HUTCHMED has initiated an Expanded Access Protocol (EAP) in the
U.S. to ensure patients with NET with limited therapeutic options
have access to this treatment. Regulatory clearance of this
protocol has been granted by the FDA and this program is open for
site activation (clinicaltrials.gov identifier: NCT04814732).
About Toripalimab
Toripalimab is the first domestic anti-PD-1 monoclonal antibody
to obtain marketing approval in China. So far, more than thirty
company-sponsored clinical studies covering more than fifteen
indications have been conducted globally including in China and the
United States. On December 17, 2018, toripalimab was granted
conditional approval from the NMPA for the second-line treatment of
patients with unresectable or metastatic melanoma. In December
2020, toripalimab was successfully included in the updated National
Reimbursement Drug List. In February 2021, toripalimab received
NMPA's conditional approval for the treatment of patients with
recurrent or metastatic nasopharyngeal carcinoma ("NPC") after
failure of at least two lines of prior systemic therapy. In April
2021, toripalimab received NMPA's conditional approval for the
treatment of patients with locally advanced or metastatic
urothelial carcinoma who failed platinum-containing chemotherapy or
progressed within 12 months of neoadjuvant or adjuvant
platinum-containing chemotherapy. In addition, toripalimab has been
included in the Guidelines of the Chinese Society of Clinical
Oncology (CSCO) for the Diagnosis and Treatment of Melanoma, Head
and Neck Tumors, Urothelial Carcinoma and other indications.
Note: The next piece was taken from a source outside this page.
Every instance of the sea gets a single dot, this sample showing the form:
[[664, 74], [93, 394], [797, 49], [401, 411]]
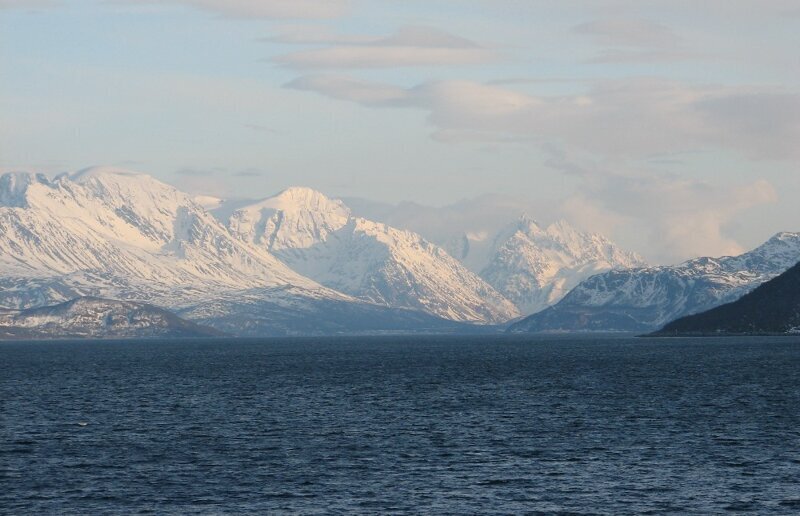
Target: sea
[[401, 425]]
In February 2021, the supplemental new drug application (the
"sNDA") of toripalimab in combination with cisplatin and
gemcitabine as the first-line treatment for patients with locally
recurrent or metastatic NPC was accepted for review by the NMPA. In
March 2021, toripalimab received Breakthrough Therapy Designation
for the first-line treatment of advanced mucosal melanoma by the
NMPA. In July 2021, the sNDA for toripalimab in combination with
platinum-containing chemotherapy as the first-line treatment for
patients with locally advanced or metastatic esophageal squamous
cell carcinoma was accepted for review by the NMPA.
In terms of international development, the first toripalimab
Biological License Application (BLA) has been submitted to the FDA
for the treatment of recurrent or metastatic NPC. The FDA has
granted two Breakthrough Therapy designations for toripalimab in
combination with chemotherapy for the first line treatment of
recurrent or metastatic NPC and also for toripalimab monotherapy in
second or third line treatment of recurrent or metastatic NPC.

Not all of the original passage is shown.